[RFC] Implement a way to inform the compiler that a function is a fiber suspend point

Problem

Userspace fiber libraries generally allow switching threads between the time a fiber suspends and resumes execution. This implies that a fiber may not resume on the same thread it was executing on before it was suspended.

This creates several issues related to TLS address computations where the TLS block address computed before a suspend point may not be valid after the fiber resumes due to the underlying thread having been switched, leading to crashes. At the moment LLVM has no way of supporting developers working on these kinds of programs (programs which use stackful fiber libraries) which means that they end up having to individually implement workarounds for their programs.

See:

There is precedent for such a feature, for example, MSVC has the /GT commandline option which makes it reload the TLS address before each load of a TLS variable.

Proposed Solution

In order to support programs of this kind, we want to be able to inform the compiler that a given function is a fiber suspend point and therefore any calls to this function must be handled specially.

We propose a new attribute __attribute__((user_fiber_suspendpoint)) for function definitions which will let the compiler know that any calls to the function may result in the fiber being suspended.

We also propose an extention to the SimplifyCFG pass which can linearize control flow in functions which contain calls to the suspend point in a way similar to how the CoroSplit pass works. This would ensure that fibers are treated in a manner similar to coroutines.

Example

Let’s assume we have the following function definition in C++:

__attribute__((user_fiber_suspendpoint)) void fiber_yield();

At the moment a program compiled with the function will look as follows:

@tls_foo = hidden thread_local global ptr null, align 8

declare void @_fiber_yeild()
declare void @do_stuff(ptr noundef)

; Function Attrs: mustprogress nounwind sspstrong uwtable
define hidden noundef i32 @_Z4testv() {
entry:
  %0 = call align 8 ptr @llvm.threadlocal.address.p0(ptr align 8 @tls_foo)
  %1 = load ptr, ptr %0, align 8
  call void @do_stuff(ptr noundef %1)
  call void @fiber_yield();
  %3 = load ptr, ptr %1, align 8
  call void @_Z8do_stuffPv(ptr noundef %3)
  ret i32 0
}

declare nonnull ptr @llvm.threadlocal.address.p0(ptr nonnull)

With what we’re proposing the function after SimplifyCFG would look as follows:

@tls_foo = hidden thread_local global ptr null, align 8

declare void @_fiber_yeild()
declare void @do_stuff(ptr noundef)

define hidden noundef i32 @test() {
entry:
  %0 = call align 8 ptr @llvm.threadlocal.address.p0(ptr align 8 @tls_foo)
  %1 = load ptr, ptr %0, align 8
  call void @do_stuff(ptr noundef %1)
  call void @fiber_yield()  ; ----------------------- (2)
  call @_Z4testv_resume() ; ------------------------- (1)
  ret i32 0
}

; Function Attrs: noinline
define hidden noundef i32 @test_resume() #0 {
entry:
  %2 = call align 8 ptr @llvm.threadlocal.address.p0(ptr align 8 @tls_foo)
  %3 = load ptr, ptr %2, align 8
  call void @do_stuff(ptr noundef %3)
  ret i32 0
}

; Function Attrs: nocallback nofree nosync nounwind speculatable willreturn memory(none)
declare nonnull ptr @llvm.threadlocal.address.p0(ptr nonnull)
  • (1) We need this call because, as others have previously pointed out, fibers aren’t visible to the compiler.

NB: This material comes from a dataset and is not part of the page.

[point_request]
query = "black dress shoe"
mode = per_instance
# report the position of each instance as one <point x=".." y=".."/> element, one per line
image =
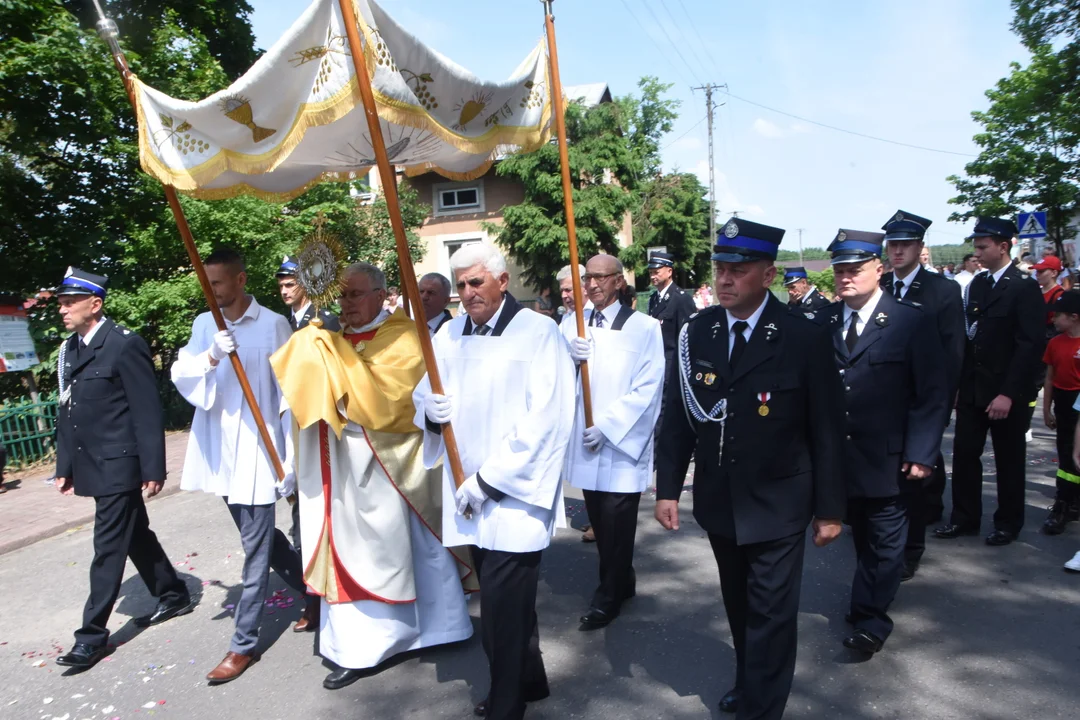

Once might notice that this is somewhat similar to Returned-Continuation lowering but with an explicit call.
  • (2) Fiber libraries manage the stack on their own so we don’t need an ID for fibers like we do for coroutines.

FAQ

  • What about the concerns with this attribute being transitive and polluting the call stack?
    I think the transitive nature of the attribute is the correct model of the reality of these types of programs. The attribute may end up being propagated to every function in the callstack if said function makes use of TLS variables but we can potentially leave that to the user.